The Irish border has been an area of contention between the EU and the UK, with no one wanting, or suggesting a return to a hard border, but the EU has always claimed that this was a problem caused by the UK and therefore it should be solved by the UK. In a ‘No Deal’ scenario whereby the UK has minimal trade tariffs for goods entering from the EU and especially Ireland, there would be no requirement for a hard border in Ireland from the UK’s perspective. If, however the EU maintained high tariffs against the UK after Brexit, then the Irish border would represent a point of vulnerability for those wanting to transport goods into the UK with minimal controls. The EU would then be faced with a serious dilemma as to whether to introduce a hard border or change their position on trade to the UK.
Both ‘Frankenstein’s Monster’ (Boris Johnson) and ‘The Fox’ (Jeremy Hunt) have suggested over the past week that they would be keen to introduce a number of ‘Freeports’ into the north east of the UK being proposed in places such as Aberdeen, Peterhead and Teesside. These zones could potentially allow businesses to hold stock outside the EU with the suspension of the high EU tax payments but allowing for the lead time on final delivery to be cut from weeks to a few days, with the UK reaping all the rewards. This would have the added impact of making non-EU products more competitive in an EU market due to dramatically reduced lead times.
World Trade organisation rules allow for you to maintain existing trade deals in place whilst negotiating new deals, which is an opportunity to allow the EU and the UK to maintain existing scenarios with each other which are different from deals across the rest of the world.
Finally, of course there is the bargaining position, if a ‘No Deal’ is a realistic proposition, then it is something that the EU must balance up against their decisions, given some of the points above, it may be that if the UK demonstrates a willingness to follow through on a ‘No Deal’ it may ask stronger questions of the EU with regards to their negotiating position.
I am still unclear exactly what a ‘No Deal’ means and there are still many areas that I see as a concern and a risk, but the concept of what has been called a ‘Managed No Deal’ starts to appear to be an option that would allow the whole process to move forward. In theory the UK government is already preparing for this as shown by its unilateral proposal of an initial ‘no duty’ on most imports, with the intention to come to an agreed rational duty position over time. A practical approach such as this may also allow for most elements to be introduced fairly rapidly leaving just the difficult areas of agreement remaining such as the Irish Border discussion.

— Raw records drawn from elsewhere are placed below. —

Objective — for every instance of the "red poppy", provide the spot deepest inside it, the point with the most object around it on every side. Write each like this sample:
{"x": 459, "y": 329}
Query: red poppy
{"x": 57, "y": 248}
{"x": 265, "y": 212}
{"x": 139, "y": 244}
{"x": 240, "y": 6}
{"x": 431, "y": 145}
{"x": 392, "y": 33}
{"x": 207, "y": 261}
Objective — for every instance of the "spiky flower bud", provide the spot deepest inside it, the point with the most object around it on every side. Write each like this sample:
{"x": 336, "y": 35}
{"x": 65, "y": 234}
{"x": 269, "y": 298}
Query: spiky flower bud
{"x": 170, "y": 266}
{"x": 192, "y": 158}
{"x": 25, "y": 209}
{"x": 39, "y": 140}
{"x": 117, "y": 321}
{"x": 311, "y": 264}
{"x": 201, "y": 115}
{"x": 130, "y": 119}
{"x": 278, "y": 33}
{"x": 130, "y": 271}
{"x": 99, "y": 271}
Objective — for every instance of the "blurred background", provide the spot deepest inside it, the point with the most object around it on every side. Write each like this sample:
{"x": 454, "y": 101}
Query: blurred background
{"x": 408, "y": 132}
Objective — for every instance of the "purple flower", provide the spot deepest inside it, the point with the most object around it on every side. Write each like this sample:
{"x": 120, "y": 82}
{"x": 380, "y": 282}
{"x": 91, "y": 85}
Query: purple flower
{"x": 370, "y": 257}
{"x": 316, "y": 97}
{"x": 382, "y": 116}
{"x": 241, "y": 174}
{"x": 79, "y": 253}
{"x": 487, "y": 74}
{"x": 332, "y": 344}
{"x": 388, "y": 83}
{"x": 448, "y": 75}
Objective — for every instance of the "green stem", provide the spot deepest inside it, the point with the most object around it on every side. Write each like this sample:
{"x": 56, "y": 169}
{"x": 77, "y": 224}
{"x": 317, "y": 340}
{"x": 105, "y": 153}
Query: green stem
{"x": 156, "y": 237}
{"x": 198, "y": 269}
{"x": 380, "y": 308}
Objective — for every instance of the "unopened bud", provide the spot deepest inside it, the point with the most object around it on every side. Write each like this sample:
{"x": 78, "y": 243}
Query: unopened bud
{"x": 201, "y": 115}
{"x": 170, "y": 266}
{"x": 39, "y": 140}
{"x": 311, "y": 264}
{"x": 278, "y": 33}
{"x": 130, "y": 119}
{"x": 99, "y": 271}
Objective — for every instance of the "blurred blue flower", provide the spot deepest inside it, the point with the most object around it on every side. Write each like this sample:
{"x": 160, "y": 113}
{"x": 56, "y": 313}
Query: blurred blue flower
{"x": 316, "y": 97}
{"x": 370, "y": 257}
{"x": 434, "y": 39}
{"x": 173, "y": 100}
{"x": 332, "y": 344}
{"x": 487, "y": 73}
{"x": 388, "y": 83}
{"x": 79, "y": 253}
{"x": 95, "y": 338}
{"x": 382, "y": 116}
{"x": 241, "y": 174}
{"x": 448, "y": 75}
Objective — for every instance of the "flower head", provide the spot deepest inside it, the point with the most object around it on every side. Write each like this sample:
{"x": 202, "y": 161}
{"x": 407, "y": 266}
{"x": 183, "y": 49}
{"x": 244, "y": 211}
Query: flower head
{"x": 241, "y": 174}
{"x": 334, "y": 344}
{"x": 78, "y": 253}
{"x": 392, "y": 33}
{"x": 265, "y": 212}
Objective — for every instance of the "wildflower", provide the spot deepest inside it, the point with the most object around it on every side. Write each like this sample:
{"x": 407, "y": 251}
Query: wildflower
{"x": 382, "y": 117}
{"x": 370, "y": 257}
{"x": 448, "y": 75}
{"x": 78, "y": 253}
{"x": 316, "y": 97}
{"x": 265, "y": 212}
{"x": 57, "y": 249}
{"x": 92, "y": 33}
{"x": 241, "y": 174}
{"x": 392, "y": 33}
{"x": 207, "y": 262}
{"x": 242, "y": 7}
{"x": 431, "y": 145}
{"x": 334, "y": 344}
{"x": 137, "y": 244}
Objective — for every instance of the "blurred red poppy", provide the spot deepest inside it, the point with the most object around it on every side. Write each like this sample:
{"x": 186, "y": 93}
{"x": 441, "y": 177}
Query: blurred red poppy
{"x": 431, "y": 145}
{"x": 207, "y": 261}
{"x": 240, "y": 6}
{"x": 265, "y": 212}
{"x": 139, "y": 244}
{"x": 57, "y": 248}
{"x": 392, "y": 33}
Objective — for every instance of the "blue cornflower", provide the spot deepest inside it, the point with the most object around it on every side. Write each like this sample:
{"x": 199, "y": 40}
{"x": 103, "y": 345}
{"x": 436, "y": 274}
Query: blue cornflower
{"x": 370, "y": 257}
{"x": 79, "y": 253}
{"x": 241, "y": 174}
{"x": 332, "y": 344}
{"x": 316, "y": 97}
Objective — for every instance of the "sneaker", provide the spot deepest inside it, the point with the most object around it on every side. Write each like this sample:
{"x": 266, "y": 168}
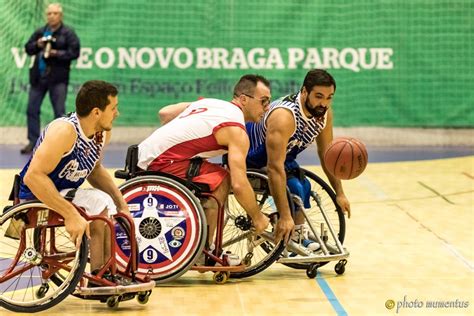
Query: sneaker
{"x": 300, "y": 235}
{"x": 28, "y": 149}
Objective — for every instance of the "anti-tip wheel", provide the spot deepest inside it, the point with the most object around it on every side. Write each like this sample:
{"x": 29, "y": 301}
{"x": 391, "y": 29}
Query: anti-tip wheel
{"x": 340, "y": 267}
{"x": 220, "y": 277}
{"x": 312, "y": 271}
{"x": 113, "y": 301}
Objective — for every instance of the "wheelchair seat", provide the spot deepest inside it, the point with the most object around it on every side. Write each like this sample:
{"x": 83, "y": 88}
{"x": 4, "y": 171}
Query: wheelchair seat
{"x": 131, "y": 170}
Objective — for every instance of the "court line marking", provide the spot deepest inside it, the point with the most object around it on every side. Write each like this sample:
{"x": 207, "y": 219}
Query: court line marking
{"x": 435, "y": 192}
{"x": 336, "y": 305}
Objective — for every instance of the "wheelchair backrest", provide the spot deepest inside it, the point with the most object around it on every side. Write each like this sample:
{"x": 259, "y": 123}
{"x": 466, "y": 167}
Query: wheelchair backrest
{"x": 131, "y": 161}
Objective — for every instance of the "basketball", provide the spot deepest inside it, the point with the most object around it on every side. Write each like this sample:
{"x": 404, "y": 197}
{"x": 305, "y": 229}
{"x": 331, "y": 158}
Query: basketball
{"x": 346, "y": 158}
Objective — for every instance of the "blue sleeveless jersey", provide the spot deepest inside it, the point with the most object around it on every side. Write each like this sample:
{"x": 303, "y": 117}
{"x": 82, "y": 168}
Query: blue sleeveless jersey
{"x": 76, "y": 165}
{"x": 306, "y": 131}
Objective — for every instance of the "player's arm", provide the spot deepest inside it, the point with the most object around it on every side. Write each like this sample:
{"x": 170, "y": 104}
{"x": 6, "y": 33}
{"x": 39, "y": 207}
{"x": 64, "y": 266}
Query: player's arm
{"x": 323, "y": 140}
{"x": 102, "y": 180}
{"x": 280, "y": 127}
{"x": 171, "y": 111}
{"x": 237, "y": 142}
{"x": 59, "y": 139}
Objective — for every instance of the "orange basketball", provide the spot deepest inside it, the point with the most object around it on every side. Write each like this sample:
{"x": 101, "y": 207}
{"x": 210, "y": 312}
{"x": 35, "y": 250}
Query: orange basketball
{"x": 346, "y": 158}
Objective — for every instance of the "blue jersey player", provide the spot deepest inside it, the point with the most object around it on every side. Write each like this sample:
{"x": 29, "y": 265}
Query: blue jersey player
{"x": 67, "y": 153}
{"x": 292, "y": 123}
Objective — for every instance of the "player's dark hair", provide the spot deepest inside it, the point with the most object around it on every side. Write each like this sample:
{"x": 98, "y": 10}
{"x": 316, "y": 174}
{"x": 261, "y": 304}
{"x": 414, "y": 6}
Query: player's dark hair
{"x": 318, "y": 77}
{"x": 94, "y": 94}
{"x": 247, "y": 84}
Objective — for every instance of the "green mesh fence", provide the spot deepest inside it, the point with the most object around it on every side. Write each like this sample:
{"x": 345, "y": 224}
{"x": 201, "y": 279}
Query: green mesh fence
{"x": 396, "y": 63}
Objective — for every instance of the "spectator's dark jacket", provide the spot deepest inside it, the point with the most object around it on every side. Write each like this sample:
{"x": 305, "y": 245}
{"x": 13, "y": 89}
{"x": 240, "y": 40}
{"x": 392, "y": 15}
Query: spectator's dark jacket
{"x": 57, "y": 68}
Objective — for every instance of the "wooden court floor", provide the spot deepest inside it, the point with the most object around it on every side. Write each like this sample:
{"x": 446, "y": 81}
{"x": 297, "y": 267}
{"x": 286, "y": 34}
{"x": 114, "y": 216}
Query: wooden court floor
{"x": 411, "y": 240}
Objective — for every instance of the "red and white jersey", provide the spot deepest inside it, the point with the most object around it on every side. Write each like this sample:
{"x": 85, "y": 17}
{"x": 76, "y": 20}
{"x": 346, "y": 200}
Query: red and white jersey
{"x": 190, "y": 134}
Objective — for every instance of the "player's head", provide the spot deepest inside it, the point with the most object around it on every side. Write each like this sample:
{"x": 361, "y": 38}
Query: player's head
{"x": 54, "y": 14}
{"x": 252, "y": 92}
{"x": 317, "y": 92}
{"x": 98, "y": 100}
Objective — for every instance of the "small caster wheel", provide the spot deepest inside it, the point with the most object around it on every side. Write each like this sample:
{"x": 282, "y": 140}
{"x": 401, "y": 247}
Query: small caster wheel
{"x": 42, "y": 290}
{"x": 247, "y": 259}
{"x": 143, "y": 297}
{"x": 312, "y": 271}
{"x": 220, "y": 277}
{"x": 340, "y": 267}
{"x": 113, "y": 301}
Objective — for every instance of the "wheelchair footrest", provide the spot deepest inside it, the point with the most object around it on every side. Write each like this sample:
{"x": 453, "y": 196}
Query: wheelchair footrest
{"x": 314, "y": 258}
{"x": 238, "y": 268}
{"x": 115, "y": 290}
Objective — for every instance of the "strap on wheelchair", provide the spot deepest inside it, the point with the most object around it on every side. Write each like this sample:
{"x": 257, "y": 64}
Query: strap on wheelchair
{"x": 70, "y": 194}
{"x": 295, "y": 173}
{"x": 193, "y": 168}
{"x": 15, "y": 192}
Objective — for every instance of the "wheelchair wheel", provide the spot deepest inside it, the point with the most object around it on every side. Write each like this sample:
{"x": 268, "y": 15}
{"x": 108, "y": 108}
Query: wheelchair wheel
{"x": 34, "y": 250}
{"x": 256, "y": 251}
{"x": 321, "y": 191}
{"x": 171, "y": 227}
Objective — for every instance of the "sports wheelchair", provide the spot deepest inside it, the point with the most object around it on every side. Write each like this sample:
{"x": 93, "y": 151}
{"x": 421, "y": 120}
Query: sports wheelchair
{"x": 171, "y": 224}
{"x": 40, "y": 266}
{"x": 325, "y": 221}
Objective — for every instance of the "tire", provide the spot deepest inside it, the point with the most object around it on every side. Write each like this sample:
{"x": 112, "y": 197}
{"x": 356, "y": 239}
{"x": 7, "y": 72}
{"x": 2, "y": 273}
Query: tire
{"x": 165, "y": 251}
{"x": 238, "y": 238}
{"x": 42, "y": 251}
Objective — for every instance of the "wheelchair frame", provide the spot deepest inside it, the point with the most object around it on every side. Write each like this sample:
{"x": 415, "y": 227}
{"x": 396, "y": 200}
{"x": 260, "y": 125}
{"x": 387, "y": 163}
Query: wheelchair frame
{"x": 297, "y": 256}
{"x": 198, "y": 191}
{"x": 45, "y": 258}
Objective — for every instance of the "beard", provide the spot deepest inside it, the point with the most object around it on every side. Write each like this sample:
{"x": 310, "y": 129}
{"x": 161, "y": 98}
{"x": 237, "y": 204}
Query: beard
{"x": 317, "y": 111}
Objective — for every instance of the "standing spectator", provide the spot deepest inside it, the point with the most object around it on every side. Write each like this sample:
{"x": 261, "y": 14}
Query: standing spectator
{"x": 54, "y": 45}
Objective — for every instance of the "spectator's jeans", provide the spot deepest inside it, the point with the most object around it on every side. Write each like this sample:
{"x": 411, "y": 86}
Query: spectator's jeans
{"x": 57, "y": 95}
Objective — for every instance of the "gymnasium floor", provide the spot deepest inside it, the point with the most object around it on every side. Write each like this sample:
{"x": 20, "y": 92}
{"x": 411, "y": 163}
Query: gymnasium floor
{"x": 410, "y": 236}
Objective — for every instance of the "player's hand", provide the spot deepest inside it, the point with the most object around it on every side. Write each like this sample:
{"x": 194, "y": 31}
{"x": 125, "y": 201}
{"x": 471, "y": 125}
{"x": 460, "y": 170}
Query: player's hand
{"x": 40, "y": 43}
{"x": 123, "y": 208}
{"x": 344, "y": 204}
{"x": 260, "y": 223}
{"x": 76, "y": 226}
{"x": 284, "y": 229}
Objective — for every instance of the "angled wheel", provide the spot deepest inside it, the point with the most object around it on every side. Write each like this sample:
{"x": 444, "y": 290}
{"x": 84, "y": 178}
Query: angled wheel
{"x": 170, "y": 227}
{"x": 258, "y": 252}
{"x": 322, "y": 196}
{"x": 34, "y": 249}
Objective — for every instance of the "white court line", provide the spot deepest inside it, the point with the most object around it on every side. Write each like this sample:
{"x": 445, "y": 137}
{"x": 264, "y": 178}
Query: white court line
{"x": 458, "y": 255}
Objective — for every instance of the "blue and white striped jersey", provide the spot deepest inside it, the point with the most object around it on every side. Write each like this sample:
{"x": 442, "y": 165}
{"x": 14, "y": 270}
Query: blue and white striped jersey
{"x": 75, "y": 165}
{"x": 306, "y": 131}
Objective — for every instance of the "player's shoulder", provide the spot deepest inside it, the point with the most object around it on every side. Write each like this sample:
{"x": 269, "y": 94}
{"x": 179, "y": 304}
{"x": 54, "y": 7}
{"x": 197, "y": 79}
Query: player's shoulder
{"x": 61, "y": 127}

I will continue to watch the changes and developments both here in Westminster, in Brussels and across the rest of the UK, the EU and the world in order to gain a better understanding of the changes and implementations caused by Brexit. It does however at the moment look like the most likely outcome is a ‘No Deal’ or something that looks like a ‘No Deal’ but in the guise of a deal to get it through parliament. In the meantime, therefore I will continue to prepare as best I can for a ‘No Deal’ Brexit and I urge you all to do the same and then at least it will have the minimal impact upon me and I will be better prepared than those who did nothing or very little. I will then keep my fingers crossed in the hope that the worst will not occur but if it does, I will at least be the best prepared I can be.